Here Comes the Eye Roll
The first thing I think of when someone mentions the word “resolution” is that meme with Robert Downey Jr. doing a major eye roll that says something to the effect of “new year, new you.” I don’t know about you, but the word “resolution” has a negative ring to it for me. All of a sudden, there’s this pressure to have a solid plan in place for your life by January 1st. Wait, what?
Why I’m Not a Fan of Resolutions
- As mentioned above, the word “resolution” has a negative tone.
- It’s almost expected that people will break their resolutions.
- Resolutions are only talked about at the start of the new year.
- Resolution is defined as “a decision or determination” (https://www.dictionary.com/browse/resolution).
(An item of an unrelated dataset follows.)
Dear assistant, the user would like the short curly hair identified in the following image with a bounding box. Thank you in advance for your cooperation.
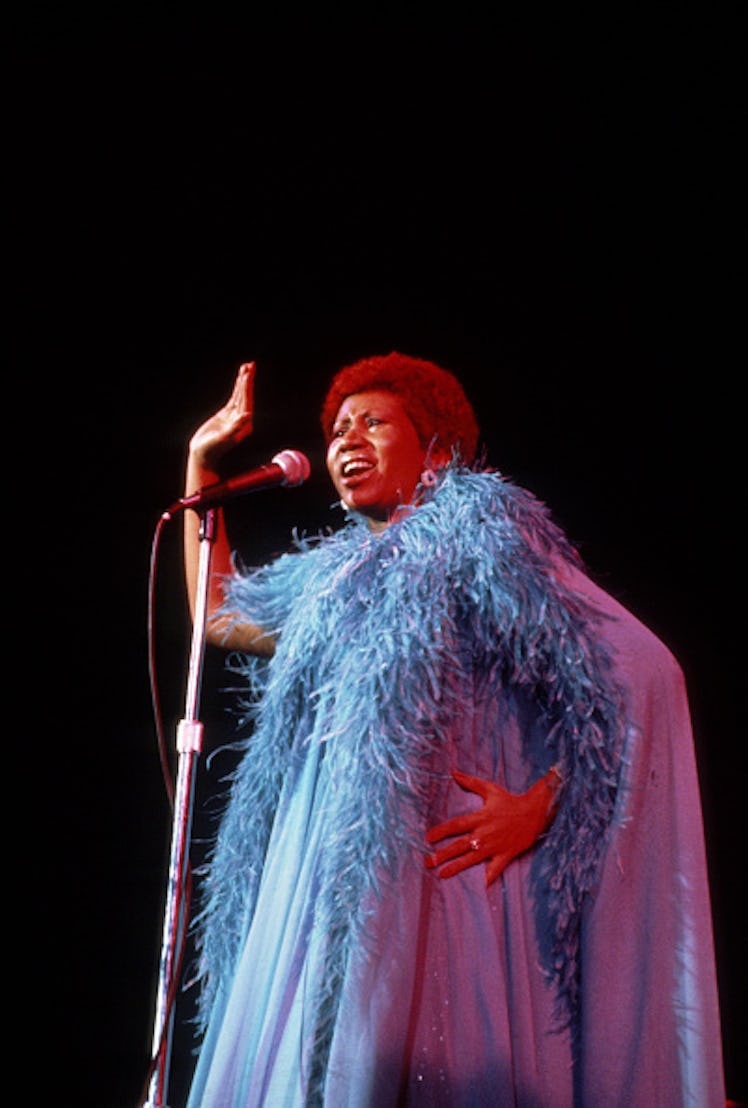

Not really inspiring, right?
- They’re typically vague with no specific plan.
Resolutions vs. Goals
Instead of resolutions, let’s talk about goals. A goal is defined as “the result or achievement toward which effort is directed; aim; end” (https://www.dictionary.com/browse/goal?s=t). What a much more inspiring definition. The word goal has such a positive connotation and that definition instills much more of a sense of hope in reaching your dreams and desires. However, setting goals can be overwhelming for some. Here’s what I suggest:
Easy Steps For Goal Planning
- Brainstorm – you probably have a ton of ideas floating around in your head. If you’ve never taken the time to do a “dump” where you just put it all on paper, I highly suggest you start there. Don’t worry about it sounding silly or being “too big” of a dream. Just write it down and don’t break scared to dream big.
- Look over what you wrote and try to pick 1-3 goals for now to focus on. Make sure your goal is achievable. Sometimes our goal is not specific enough and makes us feel like it’s not reachable. For example, if you want to lose 20 pounds that’s a great goal, but I would suggest even wording it to say that you want to lose 5 pounds a month until you reach your goal weight or fit back into your favorite jeans. That sounds so much more doable!
- Next, take each goal and break it down into 3-5 smaller steps. To continue with the same example from above, you want to lose 5 pounds per month, so your smaller steps could be: 1) to decrease your soda intake from 5x a week to 2x a week. 2) to exercise 3x a week for at least 20 minutes. 3) to increase your veggie and fruit intake to at least 4 a day.
- Next, pick just one of the steps to work on now. That’s your focus. Work to achieve that one step before you move on to the next step. You can do it!
- Now, this is important. Re-assess your goals at least every quarter. This business of setting once a year resolutions is not helpful. Goals are meant to be looked at often. Things change. You change. You want to make sure you are heading in the right direction. The direction you feel is right for you.
The end of the year can bring a mix of emotions. Happiness for the good memories. Disappointment for things you hoped for that didn’t pan out. Frustration about where you are in your life versus where you thought you’d be. Don’t let the temporary feelings bring you down. Put that energy into planning the life you want for yourself by writing it out through your goals. Without a goal, you really don’t know which direction you’re going so I’ll say it again, dream big, and don’t listen to the haters.